Figure 1. CD40 restricts replication of a variety of RNA viruses in cells from the peritoneal compartment.

A) Peritoneal cells from WT or CD40^−/− male mice were infected with the indicated viruses (MOI=1 for all viruses except VSV where MOI = 0.5). Twenty-four hours following infection, RNA was extracted and viral load was quantified by qRT-PCR. B) Peritoneal cells from WT male mice were stimulated with an agonistic CD40 antibody, FGK4.5/FGK45, for 24 hours prior to infection and quantitation. C) Peritoneal cells from WT or CD40^−/− mice were infected with EBOV (Mayinga) (MOI = 0.0015) and evaluated for virus load at 24 hours by qRT-PCR. D) Peritoneal cells from WT or CD40^−/− mice were infected with by EBOV (Mayinga) (MOI = 0.0015) and number of infected cells were assessed at 24 hours by fixation followed by staining with anti-VP40 antibody and Hoescht dye. Infected cells were quantified by microscopy. E-F) Peritoneal cells from WT mice (E) or 6 day matured human MDMs (hMDMs) (F) were stimulated with an agonistic CD40 antibody (mouse CD40 antibody, FGK4.5/FGK45, or human CD40 antibody, G28.5) or left untreated (MOI = 0.0015 pmacs; MOI = 0.1 MDMs).
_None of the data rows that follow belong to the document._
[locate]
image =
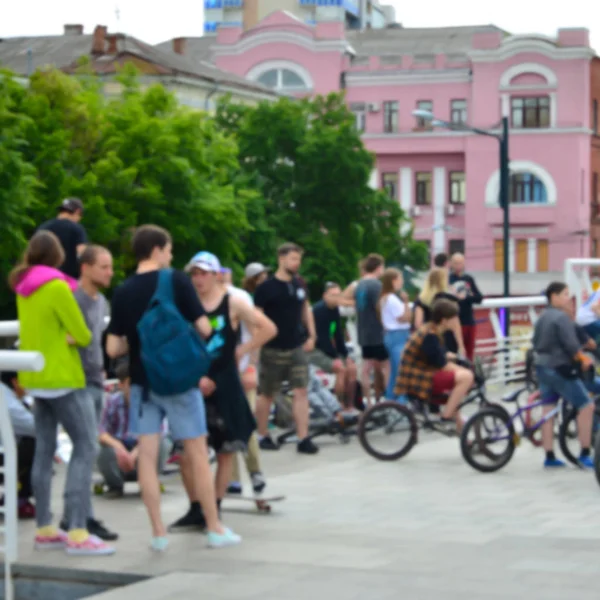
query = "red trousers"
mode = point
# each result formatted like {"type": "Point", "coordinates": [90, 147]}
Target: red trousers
{"type": "Point", "coordinates": [469, 332]}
After 24 hours, non-adherent cells were removed from the cultures and enriched pmacs or hMDMs were infected with EBOV(Mayinga). At 24 hours, cells were processed and stained as described in D. In parallel, supernatants from infected cells were titered on Vero cells and quantified using the same microscopic method. All experiments were performed at least three independent times. For all experiments, * indicates p<0.05. All qRT-PCR is quantified by delta Ct method comparing viral RNA to HPRT.